Winter 2024 | University of New Brunswick
This repository contains coursework and projects from CS3735 - Introduction to Machine Learning. Each assignment demonstrates implementation and application of core machine learning algorithms, combining both library-based approaches and from-scratch implementations to deepen understanding of the underlying mathematics and techniques.
CS3735 provides a comprehensive introduction to machine learning, covering both traditional ML methods and modern deep learning techniques.
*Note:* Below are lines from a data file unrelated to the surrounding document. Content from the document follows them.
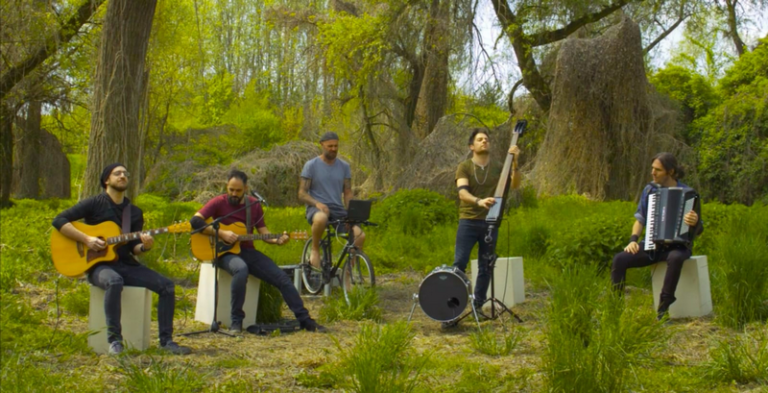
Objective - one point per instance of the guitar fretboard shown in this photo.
(126, 237)
(259, 237)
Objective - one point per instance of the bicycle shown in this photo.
(356, 268)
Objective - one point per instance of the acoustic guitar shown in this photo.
(203, 245)
(72, 258)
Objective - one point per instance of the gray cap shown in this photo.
(329, 136)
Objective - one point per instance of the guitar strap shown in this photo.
(127, 218)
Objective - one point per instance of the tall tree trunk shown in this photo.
(118, 91)
(733, 31)
(433, 96)
(31, 153)
(6, 154)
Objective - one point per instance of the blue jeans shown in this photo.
(473, 232)
(262, 267)
(111, 277)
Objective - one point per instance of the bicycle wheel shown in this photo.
(357, 273)
(312, 276)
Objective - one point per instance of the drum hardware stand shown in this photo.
(492, 257)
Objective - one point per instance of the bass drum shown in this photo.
(444, 293)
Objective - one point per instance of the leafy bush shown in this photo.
(414, 212)
(592, 240)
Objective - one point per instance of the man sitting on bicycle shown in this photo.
(323, 181)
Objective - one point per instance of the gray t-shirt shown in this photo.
(327, 183)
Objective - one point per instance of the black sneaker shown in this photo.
(115, 348)
(176, 349)
(311, 326)
(236, 327)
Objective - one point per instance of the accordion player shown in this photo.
(665, 224)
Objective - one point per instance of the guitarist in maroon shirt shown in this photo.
(249, 260)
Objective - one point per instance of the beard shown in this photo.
(119, 187)
(233, 200)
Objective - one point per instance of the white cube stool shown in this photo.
(508, 279)
(205, 295)
(135, 317)
(693, 293)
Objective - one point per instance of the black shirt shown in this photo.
(101, 208)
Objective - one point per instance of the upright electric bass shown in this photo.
(496, 212)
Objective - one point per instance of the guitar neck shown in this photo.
(503, 185)
(126, 237)
(259, 236)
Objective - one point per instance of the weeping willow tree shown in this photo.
(119, 91)
(605, 123)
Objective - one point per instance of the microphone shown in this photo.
(259, 197)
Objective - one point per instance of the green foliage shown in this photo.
(593, 339)
(734, 135)
(77, 299)
(27, 372)
(363, 305)
(25, 250)
(160, 377)
(270, 304)
(381, 360)
(740, 277)
(414, 212)
(22, 330)
(485, 341)
(743, 360)
(595, 241)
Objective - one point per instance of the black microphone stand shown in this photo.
(214, 328)
(491, 257)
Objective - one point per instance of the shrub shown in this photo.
(485, 341)
(592, 240)
(414, 212)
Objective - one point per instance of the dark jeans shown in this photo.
(473, 232)
(262, 267)
(674, 257)
(111, 277)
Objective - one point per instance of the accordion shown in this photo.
(664, 219)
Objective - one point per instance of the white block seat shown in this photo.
(694, 298)
(508, 278)
(135, 318)
(205, 297)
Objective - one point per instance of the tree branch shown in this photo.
(67, 31)
(548, 37)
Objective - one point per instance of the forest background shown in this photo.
(182, 91)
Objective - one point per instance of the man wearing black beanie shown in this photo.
(124, 270)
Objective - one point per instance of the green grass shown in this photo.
(363, 305)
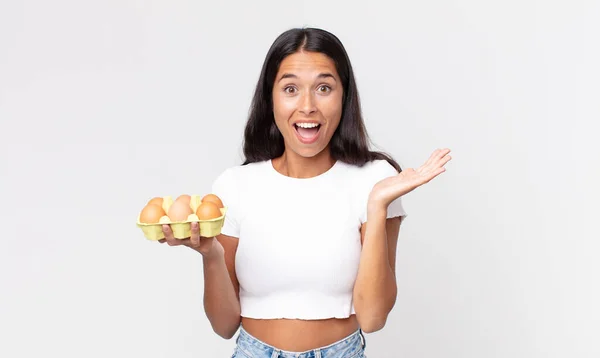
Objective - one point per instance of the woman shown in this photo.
(296, 268)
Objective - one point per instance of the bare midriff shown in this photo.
(300, 335)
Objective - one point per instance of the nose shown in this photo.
(307, 103)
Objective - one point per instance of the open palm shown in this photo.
(391, 188)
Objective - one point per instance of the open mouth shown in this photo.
(307, 132)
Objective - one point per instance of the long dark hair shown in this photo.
(349, 143)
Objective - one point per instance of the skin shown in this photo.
(307, 88)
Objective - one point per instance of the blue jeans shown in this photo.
(352, 346)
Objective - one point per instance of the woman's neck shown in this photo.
(293, 165)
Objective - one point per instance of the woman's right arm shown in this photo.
(221, 288)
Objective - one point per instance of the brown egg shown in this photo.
(179, 210)
(156, 201)
(212, 198)
(185, 198)
(207, 211)
(151, 214)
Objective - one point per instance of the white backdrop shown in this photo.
(105, 104)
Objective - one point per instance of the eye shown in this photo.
(324, 89)
(289, 90)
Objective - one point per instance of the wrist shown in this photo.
(214, 253)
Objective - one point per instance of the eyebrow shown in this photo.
(321, 75)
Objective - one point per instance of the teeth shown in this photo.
(307, 125)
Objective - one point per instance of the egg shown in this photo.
(185, 198)
(151, 214)
(207, 211)
(156, 201)
(212, 198)
(179, 210)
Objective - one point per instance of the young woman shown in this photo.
(307, 255)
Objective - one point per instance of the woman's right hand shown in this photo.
(207, 246)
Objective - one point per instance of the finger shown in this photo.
(443, 152)
(431, 158)
(171, 240)
(195, 237)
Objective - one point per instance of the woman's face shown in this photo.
(307, 102)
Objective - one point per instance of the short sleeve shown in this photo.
(377, 171)
(225, 187)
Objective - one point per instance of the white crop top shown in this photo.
(299, 239)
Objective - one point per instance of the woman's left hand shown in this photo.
(389, 189)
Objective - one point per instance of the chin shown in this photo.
(307, 152)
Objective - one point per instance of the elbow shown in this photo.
(372, 324)
(226, 331)
(227, 326)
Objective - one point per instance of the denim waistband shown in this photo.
(349, 346)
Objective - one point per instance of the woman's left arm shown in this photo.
(375, 288)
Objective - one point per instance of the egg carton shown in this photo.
(183, 229)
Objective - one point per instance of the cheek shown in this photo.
(332, 110)
(282, 108)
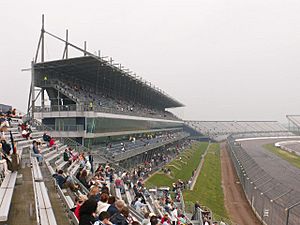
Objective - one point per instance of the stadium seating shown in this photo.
(89, 99)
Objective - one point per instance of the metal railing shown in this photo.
(273, 202)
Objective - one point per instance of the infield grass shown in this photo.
(208, 188)
(180, 169)
(292, 158)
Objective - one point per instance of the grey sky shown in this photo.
(233, 59)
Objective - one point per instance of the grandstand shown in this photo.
(45, 194)
(220, 130)
(103, 106)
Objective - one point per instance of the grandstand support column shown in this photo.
(32, 90)
(43, 99)
(84, 48)
(43, 39)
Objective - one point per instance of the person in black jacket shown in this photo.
(87, 212)
(120, 217)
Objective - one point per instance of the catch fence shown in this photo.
(273, 202)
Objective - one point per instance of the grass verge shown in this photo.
(291, 157)
(208, 188)
(181, 169)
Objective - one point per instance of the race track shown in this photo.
(278, 168)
The course emphasizes hands-on implementation and practical application of algorithms to real-world datasets.
Traditional Machine Learning:
- Linear and Logistic Regression
- Decision Trees and Random Forests
- Support Vector Machines (SVMs)
- Naive Bayes Classifiers
- K-Nearest Neighbors (KNN)
- Ensemble Learning Methods
Deep Learning:
- Deep Neural Networks
- Convolutional Neural Networks (CNNs)
- Recurrent Neural Networks (RNNs)
- Transformers
- Generative Models
Core Concepts:
- Supervised and Unsupervised Learning
- Feature Engineering and Selection
- Model Evaluation and Validation
- Hyperparameter Tuning
- Gradient Descent Optimization
- Regularization Techniques
Implementation of linear and logistic regression using both scikit-learn and custom gradient descent algorithms.
Key Concepts: Gradient descent, feature normalization, one-vs-rest classification, hyperparameter tuning
Results: Custom implementations achieved comparable performance to scikit-learn (RMSE: 0.20 vs 0.19, Accuracy: 100%)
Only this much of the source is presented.